There are daily syncs for things that take weeks to do due to compliance, endless war rooms to solve things that would be done offline in half the time, and random bullshit process and committees introduced by management which generate even more meetings...
It's common all over the world, motion instead of progress. It's incredible to me how all those companies don't realize where their money is spent. But alas you cannot make people see a problem if their salary depends on it, and I may be no different.
The reality is that once you reach a high enough level, your worth can be justified in smaller windows of time. The higher your role, the more impact your decisions have, and the more money small (but important) decisions can generate.
Think of a dev paid $250k/yr that comes up with a clever database scheme that saves the company $5m/yr in cloud costs. If nothing else, the company is in the green for years on that investment in that dev even if the dev just piddle paddles along with small fixes 99% of the time.
The part that sucks though is the general optics of these positions.
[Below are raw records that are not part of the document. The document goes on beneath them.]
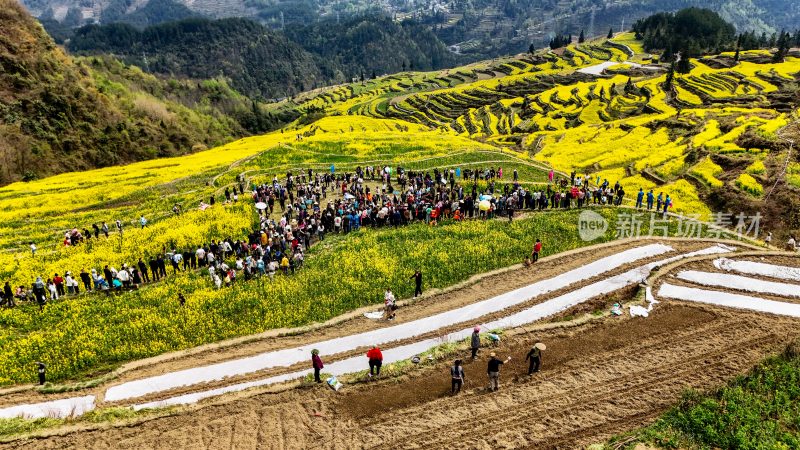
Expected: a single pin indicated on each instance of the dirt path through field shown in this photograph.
(597, 379)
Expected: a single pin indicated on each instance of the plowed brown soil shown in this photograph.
(597, 379)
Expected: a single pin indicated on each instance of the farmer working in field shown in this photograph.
(494, 371)
(475, 341)
(316, 362)
(417, 277)
(375, 361)
(389, 306)
(535, 357)
(457, 375)
(537, 248)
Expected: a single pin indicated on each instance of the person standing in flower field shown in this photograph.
(389, 306)
(417, 277)
(537, 248)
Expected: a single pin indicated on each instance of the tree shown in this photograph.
(669, 55)
(783, 43)
(684, 65)
(670, 76)
(629, 86)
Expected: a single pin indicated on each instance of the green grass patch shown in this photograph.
(758, 411)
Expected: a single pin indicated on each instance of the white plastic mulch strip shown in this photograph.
(288, 357)
(740, 283)
(726, 299)
(56, 409)
(756, 268)
(532, 314)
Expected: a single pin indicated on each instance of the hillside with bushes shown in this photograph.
(58, 114)
(270, 64)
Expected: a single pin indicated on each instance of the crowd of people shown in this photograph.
(295, 212)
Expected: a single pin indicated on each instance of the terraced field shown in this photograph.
(720, 138)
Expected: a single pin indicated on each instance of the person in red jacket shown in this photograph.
(375, 360)
(316, 361)
(537, 247)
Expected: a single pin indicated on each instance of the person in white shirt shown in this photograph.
(124, 277)
(200, 253)
(72, 284)
(389, 307)
(273, 267)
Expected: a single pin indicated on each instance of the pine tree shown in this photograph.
(670, 76)
(684, 65)
(629, 86)
(669, 55)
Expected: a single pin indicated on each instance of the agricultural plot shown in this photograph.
(588, 110)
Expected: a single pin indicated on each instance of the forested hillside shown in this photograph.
(58, 114)
(477, 28)
(264, 63)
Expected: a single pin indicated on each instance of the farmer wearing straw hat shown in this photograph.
(375, 361)
(40, 369)
(494, 371)
(475, 341)
(535, 357)
(316, 361)
(457, 375)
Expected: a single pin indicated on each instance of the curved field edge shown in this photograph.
(79, 335)
(757, 410)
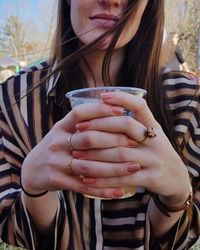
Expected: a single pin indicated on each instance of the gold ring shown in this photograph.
(69, 167)
(69, 142)
(149, 133)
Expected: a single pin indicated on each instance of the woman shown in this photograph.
(96, 150)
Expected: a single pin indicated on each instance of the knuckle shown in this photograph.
(123, 155)
(83, 189)
(87, 140)
(156, 179)
(52, 179)
(122, 140)
(84, 169)
(128, 121)
(142, 103)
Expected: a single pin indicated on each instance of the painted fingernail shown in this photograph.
(117, 110)
(132, 143)
(133, 167)
(82, 125)
(89, 181)
(106, 95)
(78, 154)
(118, 192)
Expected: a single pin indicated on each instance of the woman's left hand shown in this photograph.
(161, 169)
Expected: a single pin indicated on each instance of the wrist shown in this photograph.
(33, 194)
(170, 205)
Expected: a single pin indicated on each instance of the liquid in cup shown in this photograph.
(92, 95)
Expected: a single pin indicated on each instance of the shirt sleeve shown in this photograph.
(16, 225)
(179, 55)
(184, 102)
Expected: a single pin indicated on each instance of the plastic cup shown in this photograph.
(92, 95)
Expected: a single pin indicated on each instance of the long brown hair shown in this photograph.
(140, 68)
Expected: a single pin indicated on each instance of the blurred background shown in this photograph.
(27, 26)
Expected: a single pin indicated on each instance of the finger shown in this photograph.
(143, 156)
(120, 124)
(96, 139)
(88, 111)
(59, 181)
(140, 178)
(134, 103)
(102, 169)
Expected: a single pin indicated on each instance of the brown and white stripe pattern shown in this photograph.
(87, 224)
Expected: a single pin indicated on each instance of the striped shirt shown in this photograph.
(91, 224)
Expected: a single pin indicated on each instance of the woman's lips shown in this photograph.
(104, 20)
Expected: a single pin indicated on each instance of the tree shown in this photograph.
(185, 20)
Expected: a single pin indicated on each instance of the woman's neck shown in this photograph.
(95, 61)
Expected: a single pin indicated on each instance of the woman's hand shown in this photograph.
(108, 155)
(45, 167)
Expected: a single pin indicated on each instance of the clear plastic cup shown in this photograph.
(92, 95)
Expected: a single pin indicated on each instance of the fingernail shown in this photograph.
(82, 125)
(133, 167)
(106, 95)
(78, 154)
(89, 181)
(118, 192)
(117, 110)
(132, 143)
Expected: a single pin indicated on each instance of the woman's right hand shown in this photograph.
(45, 167)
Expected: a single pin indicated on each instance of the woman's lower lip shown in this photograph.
(104, 23)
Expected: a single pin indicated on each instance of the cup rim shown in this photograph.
(110, 88)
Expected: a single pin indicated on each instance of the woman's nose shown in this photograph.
(114, 3)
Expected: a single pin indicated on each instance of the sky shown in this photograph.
(33, 10)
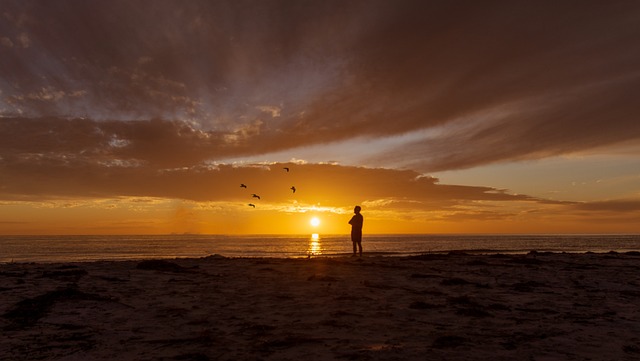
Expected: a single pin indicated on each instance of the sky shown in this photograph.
(145, 116)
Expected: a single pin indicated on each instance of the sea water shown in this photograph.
(93, 248)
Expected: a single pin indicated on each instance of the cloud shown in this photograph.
(442, 85)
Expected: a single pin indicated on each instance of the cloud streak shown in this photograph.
(501, 80)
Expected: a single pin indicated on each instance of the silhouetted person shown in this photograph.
(356, 230)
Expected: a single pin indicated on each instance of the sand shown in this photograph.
(431, 307)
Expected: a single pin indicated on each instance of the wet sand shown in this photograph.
(431, 307)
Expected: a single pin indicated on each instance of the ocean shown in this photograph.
(47, 249)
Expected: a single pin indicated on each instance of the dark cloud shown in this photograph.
(495, 81)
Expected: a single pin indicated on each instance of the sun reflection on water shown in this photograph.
(315, 247)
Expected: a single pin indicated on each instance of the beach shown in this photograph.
(456, 306)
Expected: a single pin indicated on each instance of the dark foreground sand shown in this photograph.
(432, 307)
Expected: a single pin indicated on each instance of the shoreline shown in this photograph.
(442, 306)
(462, 252)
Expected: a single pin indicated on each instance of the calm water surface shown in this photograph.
(91, 248)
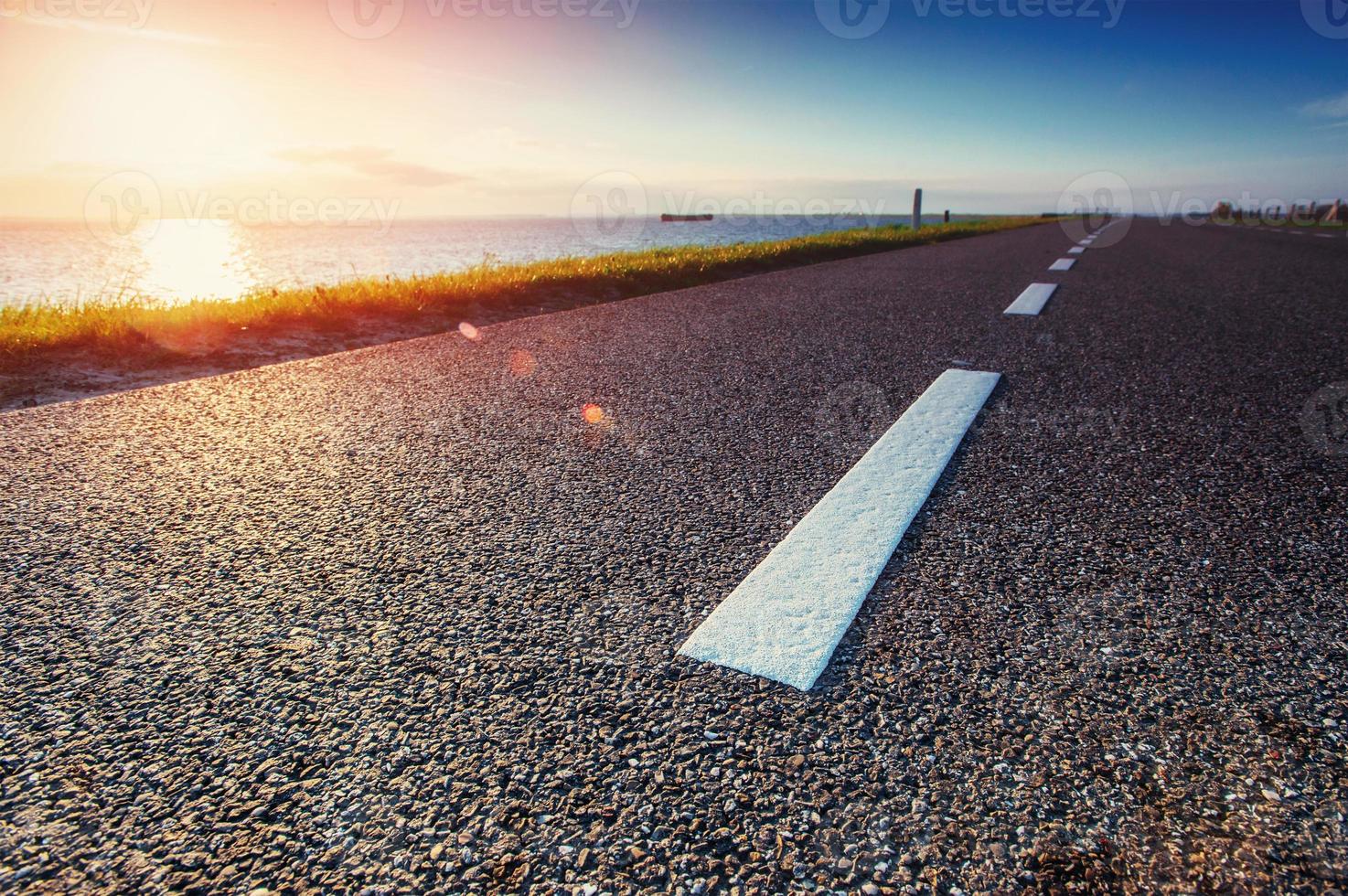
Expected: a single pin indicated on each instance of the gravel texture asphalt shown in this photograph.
(404, 619)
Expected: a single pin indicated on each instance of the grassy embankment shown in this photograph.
(144, 330)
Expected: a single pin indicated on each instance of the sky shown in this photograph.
(531, 107)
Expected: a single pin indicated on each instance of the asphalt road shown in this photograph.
(403, 619)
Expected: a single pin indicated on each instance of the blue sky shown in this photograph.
(696, 100)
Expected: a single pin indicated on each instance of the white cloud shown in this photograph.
(1327, 108)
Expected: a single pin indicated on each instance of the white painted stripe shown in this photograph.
(1032, 299)
(787, 616)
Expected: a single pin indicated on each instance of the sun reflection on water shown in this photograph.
(193, 259)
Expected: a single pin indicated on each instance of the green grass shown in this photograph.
(145, 329)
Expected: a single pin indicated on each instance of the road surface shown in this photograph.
(407, 617)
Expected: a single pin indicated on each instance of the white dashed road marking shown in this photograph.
(1032, 299)
(787, 616)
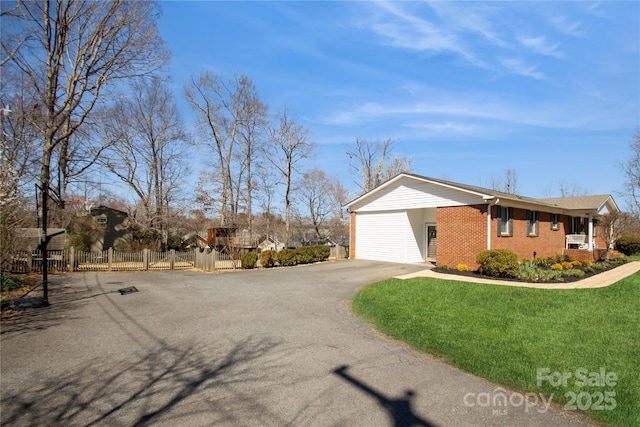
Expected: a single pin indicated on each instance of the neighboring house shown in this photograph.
(270, 244)
(31, 239)
(112, 227)
(412, 218)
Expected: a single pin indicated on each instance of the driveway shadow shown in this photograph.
(169, 382)
(400, 410)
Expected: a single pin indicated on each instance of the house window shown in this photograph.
(532, 223)
(576, 225)
(505, 221)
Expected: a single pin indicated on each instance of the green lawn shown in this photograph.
(506, 334)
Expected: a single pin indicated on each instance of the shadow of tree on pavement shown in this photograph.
(169, 382)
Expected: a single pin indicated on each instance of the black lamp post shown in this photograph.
(44, 190)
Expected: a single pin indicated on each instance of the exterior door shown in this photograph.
(431, 241)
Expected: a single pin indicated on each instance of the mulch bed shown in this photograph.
(478, 275)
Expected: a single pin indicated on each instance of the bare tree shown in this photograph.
(71, 53)
(230, 117)
(374, 163)
(316, 197)
(631, 170)
(148, 154)
(289, 143)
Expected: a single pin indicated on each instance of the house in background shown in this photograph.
(112, 226)
(270, 244)
(30, 239)
(413, 218)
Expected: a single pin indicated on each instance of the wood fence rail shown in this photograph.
(111, 260)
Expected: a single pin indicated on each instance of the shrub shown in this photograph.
(287, 257)
(248, 260)
(619, 261)
(267, 258)
(322, 252)
(573, 272)
(498, 262)
(533, 272)
(9, 283)
(628, 245)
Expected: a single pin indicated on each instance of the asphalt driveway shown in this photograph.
(257, 348)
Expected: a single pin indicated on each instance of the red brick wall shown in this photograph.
(462, 234)
(547, 243)
(352, 235)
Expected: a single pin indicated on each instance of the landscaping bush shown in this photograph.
(322, 252)
(628, 245)
(498, 262)
(248, 260)
(537, 273)
(268, 258)
(287, 258)
(573, 272)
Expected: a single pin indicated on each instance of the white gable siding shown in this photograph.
(409, 193)
(393, 236)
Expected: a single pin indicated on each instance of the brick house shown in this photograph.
(413, 218)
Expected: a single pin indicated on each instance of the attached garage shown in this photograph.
(412, 218)
(394, 236)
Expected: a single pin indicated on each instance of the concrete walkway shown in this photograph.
(598, 281)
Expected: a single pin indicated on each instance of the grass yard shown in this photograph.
(506, 334)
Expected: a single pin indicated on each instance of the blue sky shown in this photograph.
(466, 89)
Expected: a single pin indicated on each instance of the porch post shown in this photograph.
(488, 226)
(590, 233)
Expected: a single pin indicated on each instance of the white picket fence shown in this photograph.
(111, 260)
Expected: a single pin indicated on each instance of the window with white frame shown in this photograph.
(577, 225)
(532, 223)
(505, 221)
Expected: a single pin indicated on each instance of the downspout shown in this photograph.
(489, 223)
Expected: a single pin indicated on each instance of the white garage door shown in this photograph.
(385, 236)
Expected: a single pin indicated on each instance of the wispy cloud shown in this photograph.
(566, 27)
(407, 30)
(518, 66)
(542, 46)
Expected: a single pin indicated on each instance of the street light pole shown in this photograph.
(44, 192)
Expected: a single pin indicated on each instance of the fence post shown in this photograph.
(145, 259)
(72, 259)
(29, 260)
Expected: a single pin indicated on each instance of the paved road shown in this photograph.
(258, 348)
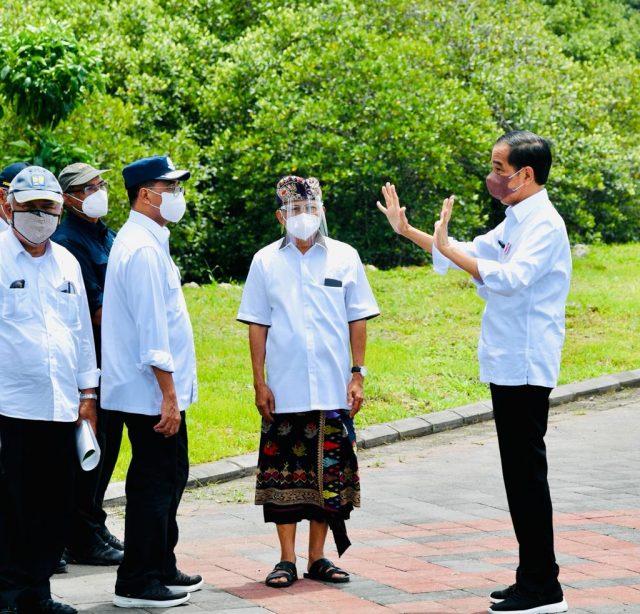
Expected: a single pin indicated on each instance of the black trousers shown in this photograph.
(89, 517)
(521, 414)
(37, 462)
(156, 479)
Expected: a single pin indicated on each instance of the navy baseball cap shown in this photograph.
(155, 168)
(9, 172)
(34, 183)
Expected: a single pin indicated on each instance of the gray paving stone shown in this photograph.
(219, 471)
(596, 385)
(415, 426)
(475, 412)
(628, 378)
(377, 435)
(444, 420)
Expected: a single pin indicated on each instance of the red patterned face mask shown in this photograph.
(498, 185)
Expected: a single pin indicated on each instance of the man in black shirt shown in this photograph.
(88, 238)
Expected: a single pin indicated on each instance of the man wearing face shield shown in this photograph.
(149, 366)
(522, 269)
(88, 238)
(48, 386)
(306, 301)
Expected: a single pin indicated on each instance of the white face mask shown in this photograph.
(96, 205)
(35, 226)
(303, 226)
(172, 207)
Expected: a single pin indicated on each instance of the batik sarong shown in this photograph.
(308, 469)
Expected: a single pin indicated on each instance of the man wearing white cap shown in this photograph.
(6, 176)
(47, 388)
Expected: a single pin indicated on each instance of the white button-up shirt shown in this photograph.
(46, 339)
(145, 322)
(525, 265)
(307, 301)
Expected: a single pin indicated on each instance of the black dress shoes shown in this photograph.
(108, 538)
(102, 554)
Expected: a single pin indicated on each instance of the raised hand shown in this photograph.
(441, 228)
(396, 215)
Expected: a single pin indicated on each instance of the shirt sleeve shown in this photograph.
(146, 282)
(359, 299)
(485, 246)
(254, 306)
(532, 259)
(89, 377)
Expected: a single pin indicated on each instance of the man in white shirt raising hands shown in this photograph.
(522, 269)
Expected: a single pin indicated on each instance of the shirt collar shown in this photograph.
(286, 241)
(523, 209)
(161, 233)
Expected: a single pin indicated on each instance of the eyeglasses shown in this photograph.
(92, 188)
(176, 190)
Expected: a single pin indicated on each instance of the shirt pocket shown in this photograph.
(16, 305)
(69, 309)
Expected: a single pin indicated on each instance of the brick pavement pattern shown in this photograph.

Humans just instinctively want to correlate high pay with high busy work load, rather than high pay with high impact, which is how it actually works.
It suddenly starts making sense when you realize that most people are stupid. My strategy here is that I just adjust my schedule to have tasks take literally 10x time than they should and enjoy my free time while managers argue about shit.
People are not as much stupid as selfish. Nobody is going to threaten their own revenue stream just because their job is bullshit, in fact most double down and see themselves above others.
And another layer I've seen frequently - people somehow need to make their work meaningful to make it part of their core identity, even if its literally moving one pile of dirt to next pile and then reverse, or just adding friction to progress. Strong ego game.